Emanuele, classe ’59, ha cominciato a correre nella leva giovanile a 11 anni con la maglia della Bronese, per la quale ha vinto la bellezza di 98 corse fino agli juniores. Da dilettante, prima con la Lema di Domenico Garbelli, poi con quella della System Holz e la Isal Tessari di Enrico Maggioni. Nei tre anni da dilettante una ventina di successi, prima di passare professionista nel 1981 con la maglia della Hooved Bottecchia (Malvor, Del Tongo, Vini Ricordi, Gewiss Bianchi, Diana Colnago e Gatorade le sue squadre, ndr): per lui, 12 vittorie in undici anni di professionismo, con due crono squadre al Giro d’Italia e la vittoria a Vittorio Veneto.

Emanuele, oggi cosa fai?
«Mi godo la pensione e seguo il ciclismo, che è comunque parte integrante della mia vita».

Ti fai vedere molto poco, come mai?
«Preferisco seguire le corse da casa, mi piace un sacco e non mi perdo un attimo. Ogni tanto vado alle corse, ma mi sento sempre fuori luogo, ho il timore di disturbare. Io sono lì da appassionato, ma c’è gente che è lì a lavorare…».

Ti piace il ciclismo di oggi?
«Moltissimo, come si fa a non amare questo preciso momento storico del ciclismo? Tadej Pogacar fa parte di quella categoria – pochissimi – che possiamo definire fenomeni. Poi ci sono alcuni fuoriclasse: Alaphilippe, Van Aert e Van der Poel».

E Primoz Roglic?
«È certamente un campione.
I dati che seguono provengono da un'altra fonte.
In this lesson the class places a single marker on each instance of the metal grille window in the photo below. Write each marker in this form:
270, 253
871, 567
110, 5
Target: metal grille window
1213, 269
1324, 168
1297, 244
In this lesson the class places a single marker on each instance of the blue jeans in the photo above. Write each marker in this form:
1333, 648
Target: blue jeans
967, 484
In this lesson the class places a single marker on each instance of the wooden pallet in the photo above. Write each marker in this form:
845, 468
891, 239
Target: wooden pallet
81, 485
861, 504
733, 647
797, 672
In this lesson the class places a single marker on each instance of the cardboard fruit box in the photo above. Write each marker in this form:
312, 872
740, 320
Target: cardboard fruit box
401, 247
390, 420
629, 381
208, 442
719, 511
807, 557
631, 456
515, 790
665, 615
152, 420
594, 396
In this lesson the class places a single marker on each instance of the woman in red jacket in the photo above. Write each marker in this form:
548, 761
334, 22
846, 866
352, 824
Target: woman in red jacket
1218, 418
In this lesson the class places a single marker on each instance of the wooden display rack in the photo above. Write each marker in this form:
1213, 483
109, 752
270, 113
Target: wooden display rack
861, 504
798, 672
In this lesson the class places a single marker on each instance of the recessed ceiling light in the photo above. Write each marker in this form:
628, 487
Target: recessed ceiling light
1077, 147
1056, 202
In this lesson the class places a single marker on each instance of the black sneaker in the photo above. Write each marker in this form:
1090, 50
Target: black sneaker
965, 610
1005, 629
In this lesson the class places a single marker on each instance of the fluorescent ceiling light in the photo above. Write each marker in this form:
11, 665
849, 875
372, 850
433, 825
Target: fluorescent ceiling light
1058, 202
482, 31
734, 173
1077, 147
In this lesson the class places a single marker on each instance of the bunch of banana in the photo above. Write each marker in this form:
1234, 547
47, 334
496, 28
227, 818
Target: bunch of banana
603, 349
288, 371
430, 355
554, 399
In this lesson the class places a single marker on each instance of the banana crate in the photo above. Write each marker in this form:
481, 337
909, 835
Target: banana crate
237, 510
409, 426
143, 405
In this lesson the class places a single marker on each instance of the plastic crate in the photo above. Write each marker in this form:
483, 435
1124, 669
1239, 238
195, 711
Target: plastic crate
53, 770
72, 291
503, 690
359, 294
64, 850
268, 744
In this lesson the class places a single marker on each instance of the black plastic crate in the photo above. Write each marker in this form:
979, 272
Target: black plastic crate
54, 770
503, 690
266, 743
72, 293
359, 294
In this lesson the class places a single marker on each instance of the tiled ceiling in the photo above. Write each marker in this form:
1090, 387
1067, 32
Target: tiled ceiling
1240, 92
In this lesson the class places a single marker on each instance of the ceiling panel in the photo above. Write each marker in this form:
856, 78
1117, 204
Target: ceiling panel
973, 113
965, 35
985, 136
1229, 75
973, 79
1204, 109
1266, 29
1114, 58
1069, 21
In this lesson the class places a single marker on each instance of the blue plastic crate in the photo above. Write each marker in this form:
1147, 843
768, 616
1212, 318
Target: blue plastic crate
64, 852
Un grande campione».

Di corridori, davanti al tuo sguardo attento, ne sono passati tanti: chi ha reso di meno di quanto tu ti aspettavi?
«Quello che più mi ha deluso è Giuseppe Palumbo, due volte campione del mondo degli juniores, che io volli alla Riso Scotti. Non so perché non è riuscito ad emergere, ma è chiaramente una delle mie grandi delusioni. Da osservatore esterno, molto esterno, ci metto anche Fabio Aru, che mi piaceva tantissimo. Non so come mai non ha saputo confermare quanto di buono aveva fatto vedere, ma è chiaramente un’incompiuta».

Speri sempre di fare una squadra di World Tour?
«È un pensiero che è lì, anche se non è un’ossessione. Il momento è difficile per tutti e fare una squadra di livello mondiale è davvero utopia. Guardate, chi ci riesce? La maggior parte sono sponsor nazionali: vorrà dire qualcosa…».

Vai in bicicletta?
«Senza tirarmi il collo. Ogni tanto con quella muscolare, ma adesso ne ho anche una assistita».

C’è qualcosa che ti ha ferito?
«Più di qualcosa, ma direi che mi è spiaciuto tantissimo finire nel calderone. Il ciclismo degli Anni Novanta non è stato semplice per nessuno e ognuno si porta sulle proprie spalle il proprio fardello di colpe. Però mi spiace che le tante cose belle e buone che sono state fatte non siano state riconosciute e ricordate. È tutto da gettare, ma non è così. La Gewiss Bianchi, per esempio, è stata la prima vera squadra che qualcosa di diverso ha portato nel nostro sport. Una struttura di assoluto livello, che ha aperto la strada alle squadre di World Tour di oggi».

Giovani corridori che emergono sempre di più a livello mondiale, il nostro ciclismo è ancora ancorato a vecchi stilemi, con blocchi e limitazioni: è giusto?
«Io quando da juniores sono passato dalla Bronese alla Lema ero un ragazzino sperduto e sprovveduto, oggi i ragazzini sono molto più attrezzati e pronti, su questo non ci sono dubbi. Sono per la tutela dei ragazzi, ma il ciclismo è cambiato. E non da oggi…».